Kündigung des Reisevertrages / Minderungsquote
Gericht
LG Frankfurt a.M.
Art der Entscheidung
Berufungsurteil
Datum
17. 12. 2009
Aktenzeichen
2-24 S 140/09
Die Berufung der Klägerin gegen das am 4.6.2009 verkündete Urteil des Amtsgerichts Frankfurt am Main - Az. 32 C 3339/08-84 - wird zurückgewiesen.
Die Klägerin hat die Kosten des Berufungsverfahrens zu tragen.

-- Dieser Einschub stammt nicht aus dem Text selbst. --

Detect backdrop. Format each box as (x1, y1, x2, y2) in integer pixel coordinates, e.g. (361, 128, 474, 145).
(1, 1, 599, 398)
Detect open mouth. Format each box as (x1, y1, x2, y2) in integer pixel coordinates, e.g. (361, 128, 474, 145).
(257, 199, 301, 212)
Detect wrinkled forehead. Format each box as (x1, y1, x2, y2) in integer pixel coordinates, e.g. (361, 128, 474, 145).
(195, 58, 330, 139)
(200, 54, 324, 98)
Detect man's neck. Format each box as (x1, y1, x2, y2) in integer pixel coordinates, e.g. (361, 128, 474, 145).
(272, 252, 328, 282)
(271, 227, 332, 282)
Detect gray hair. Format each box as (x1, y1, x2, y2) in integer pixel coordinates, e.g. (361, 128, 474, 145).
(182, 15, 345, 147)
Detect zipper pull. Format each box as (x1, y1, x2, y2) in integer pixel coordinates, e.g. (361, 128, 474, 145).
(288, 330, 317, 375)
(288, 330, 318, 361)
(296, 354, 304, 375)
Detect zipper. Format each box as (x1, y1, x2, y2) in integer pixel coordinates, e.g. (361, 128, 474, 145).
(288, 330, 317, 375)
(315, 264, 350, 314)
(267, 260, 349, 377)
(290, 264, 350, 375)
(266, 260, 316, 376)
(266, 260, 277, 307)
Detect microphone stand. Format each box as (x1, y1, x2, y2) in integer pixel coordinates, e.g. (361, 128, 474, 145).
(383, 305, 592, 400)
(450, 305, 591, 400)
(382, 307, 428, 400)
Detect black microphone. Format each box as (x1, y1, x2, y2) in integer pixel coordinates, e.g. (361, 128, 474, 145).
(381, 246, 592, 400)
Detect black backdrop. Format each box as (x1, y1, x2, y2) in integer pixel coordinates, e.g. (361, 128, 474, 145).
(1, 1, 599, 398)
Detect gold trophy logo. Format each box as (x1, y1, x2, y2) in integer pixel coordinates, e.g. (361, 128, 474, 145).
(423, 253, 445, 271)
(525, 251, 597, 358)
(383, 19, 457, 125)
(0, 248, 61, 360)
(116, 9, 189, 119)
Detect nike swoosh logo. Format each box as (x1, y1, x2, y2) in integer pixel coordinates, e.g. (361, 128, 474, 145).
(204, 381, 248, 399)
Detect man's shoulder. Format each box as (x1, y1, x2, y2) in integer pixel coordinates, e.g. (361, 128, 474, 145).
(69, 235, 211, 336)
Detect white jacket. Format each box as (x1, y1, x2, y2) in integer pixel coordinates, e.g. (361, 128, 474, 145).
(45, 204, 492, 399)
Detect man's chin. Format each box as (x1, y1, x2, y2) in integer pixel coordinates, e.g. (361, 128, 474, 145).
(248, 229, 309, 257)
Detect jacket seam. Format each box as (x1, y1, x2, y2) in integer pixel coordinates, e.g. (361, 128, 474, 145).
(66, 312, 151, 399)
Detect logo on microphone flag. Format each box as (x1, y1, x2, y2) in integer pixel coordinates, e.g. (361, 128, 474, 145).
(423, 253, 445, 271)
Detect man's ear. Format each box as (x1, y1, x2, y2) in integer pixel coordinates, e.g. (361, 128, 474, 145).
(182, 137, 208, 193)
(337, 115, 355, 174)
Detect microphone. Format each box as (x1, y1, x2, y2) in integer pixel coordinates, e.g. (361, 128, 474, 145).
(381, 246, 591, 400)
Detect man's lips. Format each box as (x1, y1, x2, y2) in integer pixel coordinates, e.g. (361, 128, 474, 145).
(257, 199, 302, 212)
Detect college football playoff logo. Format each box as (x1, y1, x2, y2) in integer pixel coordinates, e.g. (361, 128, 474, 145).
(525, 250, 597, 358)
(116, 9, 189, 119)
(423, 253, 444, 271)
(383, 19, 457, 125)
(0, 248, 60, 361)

Das Urteil ist vorläufig vollstreckbar.
Die Revision wird nicht zugelassen.
Gründe:
I.
Von der Wiedergabe der tatsächlichen Feststellungen des Amtsgerichts und der Darstellung etwaiger Änderungen und Ergänzungen wird abgesehen (§§ 540 Abs. 1 Nr. 1, Abs. 2, 313 a Abs. 1 S. 1 ZPO).
II.
Die zulässige, insbesondere fristgemäß eingelegte und fristgemäß begründete Berufung der Klägerin ist in der Sache nicht begründet.
Das Amtsgericht hat die Klage zu Recht überwiegend abgewiesen. Der Klägerin steht darüber hinaus kein weiterer Zahlungsanspruch zu.
Auf das Rechtsverhältnis der Parteien ist das Reisevertragsrecht gemäß §§ 651 a ff BGB anzuwenden, da die Beklagte eine Mehrzahl von Reiseleistungen schuldete. Nach der Reisebestätigung umfassten die Reiseleistungen Unterkunft und Verpflegung mit Halbpension.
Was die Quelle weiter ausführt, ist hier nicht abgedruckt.